Search code examples
pythondataframepython-polars

How to add multiple DataFrames with different shapes in polars?


I would like to add multiple DataFrames with different shapes together.

Before adding the DataFrames, the idea would be to reshape them by adding the missing rows (using an "index" column as the reference) and the missing columns (filled with 0).

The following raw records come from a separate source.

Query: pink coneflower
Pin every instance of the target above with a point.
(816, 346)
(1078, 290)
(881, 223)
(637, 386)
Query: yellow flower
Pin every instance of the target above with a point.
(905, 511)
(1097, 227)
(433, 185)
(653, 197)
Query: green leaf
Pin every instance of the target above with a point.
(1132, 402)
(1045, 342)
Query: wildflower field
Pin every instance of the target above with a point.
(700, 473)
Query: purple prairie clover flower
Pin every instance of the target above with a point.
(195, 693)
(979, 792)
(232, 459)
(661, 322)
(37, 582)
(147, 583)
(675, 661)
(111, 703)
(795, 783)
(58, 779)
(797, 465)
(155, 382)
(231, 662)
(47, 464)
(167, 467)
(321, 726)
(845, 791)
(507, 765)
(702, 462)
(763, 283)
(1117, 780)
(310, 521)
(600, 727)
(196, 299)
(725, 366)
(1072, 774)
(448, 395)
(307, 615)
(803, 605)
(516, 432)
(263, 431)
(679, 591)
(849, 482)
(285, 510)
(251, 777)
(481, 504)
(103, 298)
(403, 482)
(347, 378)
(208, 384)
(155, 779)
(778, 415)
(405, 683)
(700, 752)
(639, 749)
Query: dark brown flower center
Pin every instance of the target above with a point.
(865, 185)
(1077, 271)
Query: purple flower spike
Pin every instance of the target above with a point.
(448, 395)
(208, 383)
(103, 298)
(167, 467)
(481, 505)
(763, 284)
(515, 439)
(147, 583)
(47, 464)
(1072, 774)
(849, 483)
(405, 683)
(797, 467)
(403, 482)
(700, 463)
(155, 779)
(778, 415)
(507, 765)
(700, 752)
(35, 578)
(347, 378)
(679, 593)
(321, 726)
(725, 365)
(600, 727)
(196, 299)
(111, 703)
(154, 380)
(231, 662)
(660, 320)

Here is an example of the inputs:

import polars as pl

a = pl.DataFrame(
    data={"index": [1, 2, 3], "col_1": [1, 0, 0], "col_2": [1, 1, 1]}
)

b = pl.DataFrame(
    data={"index": [1, 2, 3], "col_1": [1, 1, 1], "col_2": [1, 1, 1]}
)

c = pl.DataFrame(
    data={"index": [1, 4, 5], "col_1": [10, 10, 10], "col_3": [1, 1, 1]}
)

The expected result would be:

shape: (5, 4)
┌───────┬───────┬───────┬───────┐
│ index ┆ col_1 ┆ col_2 ┆ col_3 │
│ ---   ┆ ---   ┆ ---   ┆ ---   │
│ i64   ┆ i64   ┆ i64   ┆ i64   │
╞═══════╪═══════╪═══════╪═══════╡
│ 1     ┆ 12    ┆ 2     ┆ 1     │
│ 2     ┆ 1     ┆ 2     ┆ 0     │
│ 3     ┆ 1     ┆ 2     ┆ 0     │
│ 4     ┆ 10    ┆ 0     ┆ 1     │
│ 5     ┆ 10    ┆ 0     ┆ 1     │
└───────┴───────┴───────┴───────┘

The order of the columns is not a concern.

Here is a solution but it seems a little bit clunky:

from functools import reduce

columns = set()

for df in [a, b, c]:
    for column in df.columns:
        columns.add(column)

reshaped_df = []

for df in [a, b, c]:
    for column in columns:
        if column not in df.columns:
            df = df.with_columns(pl.lit(0).alias(column))
            reshaped_df.append(df)

reshaped_df = pl.align_frames(*reshaped_df, on="index", select=columns)

index = reshaped_df[0].select("index").to_series()

result = reduce(
    lambda a, b: a.select(pl.exclude("index").fill_null(value=0)) + b.select(pl.exclude("index").fill_null(value=0)),
    reshaped_df).hstack([index])

Solution

  • You could use the diagonal .concat() strategy.

    (pl.concat([a, b, c], how="diagonal")
       .group_by("index", maintain_order=True).sum()
    )
    
    shape: (5, 4)
    ┌───────┬───────┬───────┬───────┐
    │ index ┆ col_1 ┆ col_2 ┆ col_3 │
    │ ---   ┆ ---   ┆ ---   ┆ ---   │
    │ i64   ┆ i64   ┆ i64   ┆ i64   │
    ╞═══════╪═══════╪═══════╪═══════╡
    │ 1     ┆ 12    ┆ 2     ┆ 1     │
    │ 2     ┆ 1     ┆ 2     ┆ null  │
    │ 3     ┆ 1     ┆ 2     ┆ null  │
    │ 4     ┆ 10    ┆ null  ┆ 1     │
    │ 5     ┆ 10    ┆ null  ┆ 1     │
    └───────┴───────┴───────┴───────┘